Seahawks Takeaways: Carlos Dunlap’s impact is exactly what Seattle needed
The Seahawks are set up for a nice win streak against their next four opponents, but that doesn’t mean it’ll be an easy run. They’ll need to capitalize on what we saw from them in Thursday night’s win over the Cardinals, and some of that play (particularly on defense) still needs to prove it can stick around.
Here are five Seahawks takeaways heading into Week 12.
Carlos Dunlap’s still got it, and trading for him was the right move
It wasn’t clear how impactful Dunlap could be when the Seahawks traded for him in late October. After 10 seasons with the Cincinnati Bengals, he was ranked second all-time in their franchise history in sacks. But at 31 years old this season, Dunlap was seeing less playing time and clearly wasn’t happy about it. Dunlap wanted out of Cincy and the Bengals seemed intent to move on. Seattle was a great landing spot for a second chance, but it remained to be seen just how effective that new relationship would be for Seattle.
Turns out, pretty darn effective.
Dunlap has 3.5 sacks already in three games with the Seahawks, which is 2.5 more than he had with Cincinnati through seven weeks this year. His six quarterback hits with Seattle is also more than he had with the Bengals, and he was all over the field against Arizona on Sunday. His game-clinching sack of Cardinals quarterback Kyler Murray on fourth down with 38 seconds remaining was the big play, but there was also another sack and a tackle on a screen to limit receiver Larry Fitzgerald to a 1-yard gain. He’s tallied eight pressures and has just one missed tackle, as well.
Dunlap will be a key for the Hawks’ success on defense moving forward. Considering he was acquired for a center that wasn’t being used (B.J. Finney) and a seventh-round draft pick, the trade for him has already paid off.
The Seahawks’ defense is capable of fixing mistakes
The Seahawks defense had been struggling with recurring issues. They were blitzing but not consistently getting pressure on the passer, quarterbacks were too often able to find wide open receivers, and there were clear communication issues with broken coverage in the secondary. It wasn’t shocking with no offseason, several new faces and a few injuries, but it was concerning.

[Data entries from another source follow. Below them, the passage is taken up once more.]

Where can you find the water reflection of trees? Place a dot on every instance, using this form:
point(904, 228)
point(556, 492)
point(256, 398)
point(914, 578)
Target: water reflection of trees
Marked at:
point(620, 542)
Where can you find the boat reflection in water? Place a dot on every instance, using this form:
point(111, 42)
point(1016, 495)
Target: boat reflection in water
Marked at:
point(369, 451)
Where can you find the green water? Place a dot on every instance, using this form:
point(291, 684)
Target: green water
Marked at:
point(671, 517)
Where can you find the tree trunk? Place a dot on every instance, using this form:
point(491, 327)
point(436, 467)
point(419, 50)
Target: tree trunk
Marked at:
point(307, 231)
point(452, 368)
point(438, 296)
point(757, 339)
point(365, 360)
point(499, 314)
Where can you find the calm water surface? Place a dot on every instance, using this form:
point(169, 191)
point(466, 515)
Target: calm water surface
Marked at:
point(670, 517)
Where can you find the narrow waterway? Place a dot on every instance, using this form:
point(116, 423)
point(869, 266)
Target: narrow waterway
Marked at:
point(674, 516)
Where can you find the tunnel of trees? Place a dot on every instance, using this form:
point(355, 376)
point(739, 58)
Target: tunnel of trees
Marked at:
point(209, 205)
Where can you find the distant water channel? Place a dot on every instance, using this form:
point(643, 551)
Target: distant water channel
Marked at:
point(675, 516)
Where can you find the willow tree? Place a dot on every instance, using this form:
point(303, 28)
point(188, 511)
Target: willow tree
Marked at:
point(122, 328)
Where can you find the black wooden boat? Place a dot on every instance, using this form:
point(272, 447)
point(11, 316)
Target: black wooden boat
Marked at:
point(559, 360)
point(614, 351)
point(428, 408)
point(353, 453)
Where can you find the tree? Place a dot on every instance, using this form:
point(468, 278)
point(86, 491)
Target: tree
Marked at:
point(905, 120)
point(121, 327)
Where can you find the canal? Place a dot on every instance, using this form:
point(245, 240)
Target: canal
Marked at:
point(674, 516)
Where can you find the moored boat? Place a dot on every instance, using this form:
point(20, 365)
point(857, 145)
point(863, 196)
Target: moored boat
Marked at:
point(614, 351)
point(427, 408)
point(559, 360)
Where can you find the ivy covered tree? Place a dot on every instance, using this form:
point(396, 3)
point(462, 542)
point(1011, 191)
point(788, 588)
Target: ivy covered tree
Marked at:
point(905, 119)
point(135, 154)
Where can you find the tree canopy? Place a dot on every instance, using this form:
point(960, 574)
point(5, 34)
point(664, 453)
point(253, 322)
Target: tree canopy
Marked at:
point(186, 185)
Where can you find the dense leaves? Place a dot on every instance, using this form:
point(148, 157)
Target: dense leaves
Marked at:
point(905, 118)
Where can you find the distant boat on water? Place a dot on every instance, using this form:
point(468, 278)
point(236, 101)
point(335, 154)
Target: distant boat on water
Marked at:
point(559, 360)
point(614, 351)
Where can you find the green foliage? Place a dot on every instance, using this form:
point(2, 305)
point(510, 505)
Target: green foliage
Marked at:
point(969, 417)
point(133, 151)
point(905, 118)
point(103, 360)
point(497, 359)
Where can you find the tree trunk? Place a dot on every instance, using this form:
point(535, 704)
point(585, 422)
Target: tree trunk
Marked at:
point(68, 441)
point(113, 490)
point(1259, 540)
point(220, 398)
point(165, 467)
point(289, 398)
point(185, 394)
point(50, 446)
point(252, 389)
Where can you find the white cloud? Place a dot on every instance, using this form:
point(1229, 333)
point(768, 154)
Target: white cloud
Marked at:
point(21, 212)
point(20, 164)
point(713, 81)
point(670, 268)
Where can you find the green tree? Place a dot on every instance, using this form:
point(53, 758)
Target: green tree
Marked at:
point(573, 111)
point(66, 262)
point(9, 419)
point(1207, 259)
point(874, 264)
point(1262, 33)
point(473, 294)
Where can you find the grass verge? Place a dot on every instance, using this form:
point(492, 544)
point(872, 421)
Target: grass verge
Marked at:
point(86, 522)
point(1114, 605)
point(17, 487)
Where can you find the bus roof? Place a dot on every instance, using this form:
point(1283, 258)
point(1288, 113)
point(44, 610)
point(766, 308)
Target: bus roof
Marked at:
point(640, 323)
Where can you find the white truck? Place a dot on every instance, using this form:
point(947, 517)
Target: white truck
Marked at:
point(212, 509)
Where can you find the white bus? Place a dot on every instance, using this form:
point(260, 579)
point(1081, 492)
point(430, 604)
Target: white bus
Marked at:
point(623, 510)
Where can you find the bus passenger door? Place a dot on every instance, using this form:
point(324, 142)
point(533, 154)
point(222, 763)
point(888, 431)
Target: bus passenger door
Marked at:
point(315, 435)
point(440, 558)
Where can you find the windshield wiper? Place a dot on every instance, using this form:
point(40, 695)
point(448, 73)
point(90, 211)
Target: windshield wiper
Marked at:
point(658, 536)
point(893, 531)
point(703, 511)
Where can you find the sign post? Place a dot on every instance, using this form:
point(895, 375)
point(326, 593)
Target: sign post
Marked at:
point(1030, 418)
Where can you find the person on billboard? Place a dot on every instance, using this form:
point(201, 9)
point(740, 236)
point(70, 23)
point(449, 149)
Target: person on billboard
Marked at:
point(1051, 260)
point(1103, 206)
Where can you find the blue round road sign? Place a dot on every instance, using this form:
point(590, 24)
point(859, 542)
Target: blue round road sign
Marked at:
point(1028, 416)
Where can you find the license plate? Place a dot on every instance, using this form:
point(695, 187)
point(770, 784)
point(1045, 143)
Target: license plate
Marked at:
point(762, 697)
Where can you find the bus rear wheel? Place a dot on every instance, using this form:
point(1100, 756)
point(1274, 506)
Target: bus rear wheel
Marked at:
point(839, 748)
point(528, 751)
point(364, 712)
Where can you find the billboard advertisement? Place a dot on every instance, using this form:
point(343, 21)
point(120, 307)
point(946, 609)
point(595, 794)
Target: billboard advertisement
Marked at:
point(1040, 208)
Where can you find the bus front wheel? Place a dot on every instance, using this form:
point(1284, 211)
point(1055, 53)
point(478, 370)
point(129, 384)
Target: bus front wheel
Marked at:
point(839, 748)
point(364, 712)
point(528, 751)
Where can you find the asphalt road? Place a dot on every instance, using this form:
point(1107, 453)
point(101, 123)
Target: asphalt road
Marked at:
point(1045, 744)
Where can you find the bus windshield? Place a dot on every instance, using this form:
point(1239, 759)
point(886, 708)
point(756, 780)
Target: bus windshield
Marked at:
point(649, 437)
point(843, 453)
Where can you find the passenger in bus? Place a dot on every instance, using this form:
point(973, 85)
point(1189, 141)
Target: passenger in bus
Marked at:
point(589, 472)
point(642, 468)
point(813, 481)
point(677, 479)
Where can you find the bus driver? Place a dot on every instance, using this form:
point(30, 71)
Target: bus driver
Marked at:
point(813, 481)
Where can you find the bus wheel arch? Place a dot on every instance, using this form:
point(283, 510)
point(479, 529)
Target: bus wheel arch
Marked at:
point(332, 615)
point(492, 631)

One of the most encouraging things from Thursday night’s win wasn’t just the way the defense limited Murray. It was how they limited the entire Cardinals offense. Cornerback Tre Flowers, who had been struggling, held star Arizona wide receiver DeAndre Hopkins to just over 50 yards. D.J. Reed played well in relief of Seattle’s starters as the corner opposite Flowers. The Seahawks got pressure on Murray, something they hadn’t been able to do in Week 7. And outside of a touchdown pass to a wide open Chase Edmonds, there didn’t appear to be consequential lapses in communication.
The Seahawks inched closer to being a contender
You’re always a contender when you’ve got a franchise quarterback like Russell Wilson, but it was hard to see the Seahawks as being a legitimate Super Bowl threat with the defense they’d fielded through the first half of the season. And while they have ground to make up there, they’ve started rebuilding their case by holding the Cardinals to 21 points, a season-low for Seattle.
Balanced is better
You won’t hear me calling for Wilson to pass the ball less often, and you’ll definitely never hear me argue for more runs on first down. But having a starting-caliber running back made a huge difference in the potency of Seattle’s offense, and that includes Wilson’s play.
Carlos Hyde returned from injury to run for a season-high 79 yards and a touchdown on 14 carries, Seattle’s quarterback ended his turnover streak, and the team felt more physical as a whole. I don’t think this means Wilson is done taking shots, but I do think it’s clear that Hyde and Chris Carson are the pieces this group been missing – which is why it’s good news that Carson returns this Monday night.
Damien Lewis remains the star of Seattle’s 2020 draft class
Props to linebacker and first-round pick Jordyn Brooks, who has shown improvement week over week since returning from a knee injury, but third-round pick Lewis takes the title of the best rookie for Seattle. There were some issues early on with penalties, but Lewis performed well against Arizona considering that was his first ever time playing center. He should be able to move back to guard with Ethan Pocic on his way back from a concussion, and the early favorite to be Seattle’s best draft pick from 2020 has proven it through 10 weeks.